The parachute was not working. It was funny, really. Samuel was an old man now and he had no fears except this one and it had happened. He heard his hangman hum above as it abandoned him, quickly drowned out by the roaring of the wind. Was his heart beating? It was but he could not count the beats and before anything he was falling. It was the falling that had scared him. The jumping was always easy. He knew how to do it. But this was what he feared, and he cursed himself that it had happened.  

Seconds passed and he fell through the clouds and for a moment he could see the curve of the Earth and the green below and the glory of the sun but then it was gone and all that was left was the terror. He wanted to stop. If only he could stop. Samuel wanted to sit and be still and read after a meal. He wanted his feet to touch ground and he wanted his stomach to feel solid and his breathing to be light. Yet the wind still howled as it eyed him; Samuel had conquered his fears before but this terror was a beast that tore and gnawed at him and it made each second of his plummet an agony because it wouldn’t let him die; he wasn’t scared of dying but he was scared of falling and that’s what it did to him. 

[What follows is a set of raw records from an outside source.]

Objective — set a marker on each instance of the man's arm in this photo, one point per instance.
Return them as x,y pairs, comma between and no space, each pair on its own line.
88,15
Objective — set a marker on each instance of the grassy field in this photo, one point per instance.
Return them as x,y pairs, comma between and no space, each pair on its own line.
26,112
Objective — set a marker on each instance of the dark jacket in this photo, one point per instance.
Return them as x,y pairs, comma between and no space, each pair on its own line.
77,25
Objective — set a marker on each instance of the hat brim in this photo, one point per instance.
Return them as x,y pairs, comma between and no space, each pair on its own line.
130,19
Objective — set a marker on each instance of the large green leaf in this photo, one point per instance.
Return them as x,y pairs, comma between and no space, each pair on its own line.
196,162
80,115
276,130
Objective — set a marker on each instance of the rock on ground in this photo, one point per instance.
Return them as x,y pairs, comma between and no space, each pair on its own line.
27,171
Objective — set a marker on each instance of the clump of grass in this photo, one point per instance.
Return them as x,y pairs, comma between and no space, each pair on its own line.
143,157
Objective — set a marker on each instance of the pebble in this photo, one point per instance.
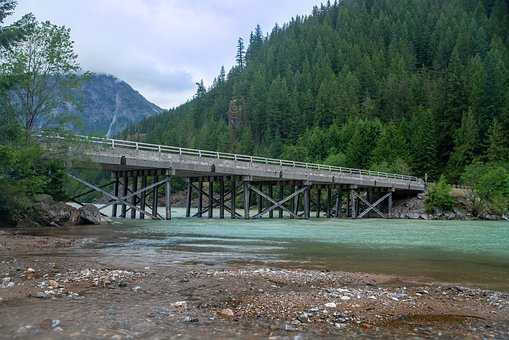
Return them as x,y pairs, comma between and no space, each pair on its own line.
7,283
304,317
41,295
290,328
227,312
30,273
179,304
53,284
190,319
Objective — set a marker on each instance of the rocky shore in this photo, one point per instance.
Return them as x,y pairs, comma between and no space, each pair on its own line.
45,211
413,208
60,287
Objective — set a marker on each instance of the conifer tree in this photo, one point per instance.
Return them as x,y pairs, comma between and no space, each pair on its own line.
241,53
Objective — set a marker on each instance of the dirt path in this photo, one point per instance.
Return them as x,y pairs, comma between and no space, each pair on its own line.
56,288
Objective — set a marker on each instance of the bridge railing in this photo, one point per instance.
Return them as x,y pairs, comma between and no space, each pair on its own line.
117,143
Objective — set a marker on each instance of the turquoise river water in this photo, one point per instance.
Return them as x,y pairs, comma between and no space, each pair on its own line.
463,252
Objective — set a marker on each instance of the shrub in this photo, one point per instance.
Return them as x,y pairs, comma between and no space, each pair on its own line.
439,196
490,187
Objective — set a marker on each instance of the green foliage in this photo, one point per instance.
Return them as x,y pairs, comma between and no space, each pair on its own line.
25,172
40,66
398,85
439,196
490,186
33,56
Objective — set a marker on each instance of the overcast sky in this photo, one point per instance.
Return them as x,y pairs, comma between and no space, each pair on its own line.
162,47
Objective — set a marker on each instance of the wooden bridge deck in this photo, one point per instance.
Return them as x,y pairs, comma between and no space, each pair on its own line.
126,159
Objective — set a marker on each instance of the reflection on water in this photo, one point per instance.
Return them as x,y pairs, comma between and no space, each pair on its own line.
461,252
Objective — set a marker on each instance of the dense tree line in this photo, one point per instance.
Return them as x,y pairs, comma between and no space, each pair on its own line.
414,86
33,55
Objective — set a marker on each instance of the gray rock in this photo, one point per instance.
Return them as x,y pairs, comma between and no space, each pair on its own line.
290,328
190,319
48,212
304,317
41,295
89,214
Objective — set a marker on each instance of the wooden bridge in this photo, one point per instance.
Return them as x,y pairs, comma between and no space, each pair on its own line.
233,184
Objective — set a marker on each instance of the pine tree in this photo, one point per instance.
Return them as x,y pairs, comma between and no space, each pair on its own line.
423,134
466,146
498,146
241,53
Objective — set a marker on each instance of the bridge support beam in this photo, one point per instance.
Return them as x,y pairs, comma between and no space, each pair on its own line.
221,197
233,191
115,193
189,197
247,199
124,200
134,199
200,197
143,201
211,197
375,206
248,188
168,195
125,186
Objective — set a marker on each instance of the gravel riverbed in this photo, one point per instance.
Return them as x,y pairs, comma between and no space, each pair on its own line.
54,287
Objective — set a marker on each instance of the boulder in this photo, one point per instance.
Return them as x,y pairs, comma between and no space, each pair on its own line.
48,212
89,214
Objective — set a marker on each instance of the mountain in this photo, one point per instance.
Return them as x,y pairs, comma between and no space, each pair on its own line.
410,86
105,105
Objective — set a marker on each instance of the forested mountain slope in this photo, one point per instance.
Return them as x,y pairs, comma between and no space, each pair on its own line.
103,105
414,86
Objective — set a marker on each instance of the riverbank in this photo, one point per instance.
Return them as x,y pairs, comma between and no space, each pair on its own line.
61,286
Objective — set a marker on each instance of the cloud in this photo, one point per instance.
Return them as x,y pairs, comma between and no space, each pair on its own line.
161,47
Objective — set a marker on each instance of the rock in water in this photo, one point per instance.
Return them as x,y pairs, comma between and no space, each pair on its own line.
50,213
227,312
89,214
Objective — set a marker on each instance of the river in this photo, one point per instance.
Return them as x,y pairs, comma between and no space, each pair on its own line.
472,253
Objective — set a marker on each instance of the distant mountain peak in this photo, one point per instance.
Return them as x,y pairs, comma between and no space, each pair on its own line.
106,105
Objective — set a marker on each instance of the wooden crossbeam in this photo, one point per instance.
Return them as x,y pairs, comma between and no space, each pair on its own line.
89,192
118,199
275,203
215,201
373,206
218,204
134,193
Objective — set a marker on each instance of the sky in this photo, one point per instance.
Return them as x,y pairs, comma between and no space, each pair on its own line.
162,47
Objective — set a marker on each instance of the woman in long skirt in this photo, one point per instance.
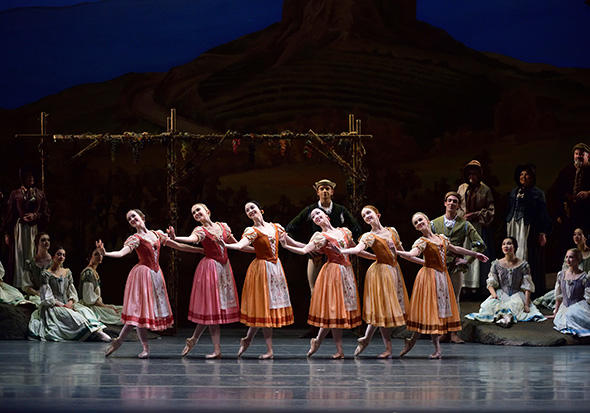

He had not really faced the terror before. Not when he killed a man or had a son or lost a son.  Samuel was not scared of any of that, no. It was only this, only what was happening. He had chosen a cheap, shabby plane with no instructors and this was the cost. Why had he done it? Why had he gone to the plane? It was because of the fear. Fear had to be killed. It had to be conquered. That was the only way to go out. He would not go out incomplete. Samuel would go out unafraid. It was funny too because he had only pulled the parachute twice and then he had given up. 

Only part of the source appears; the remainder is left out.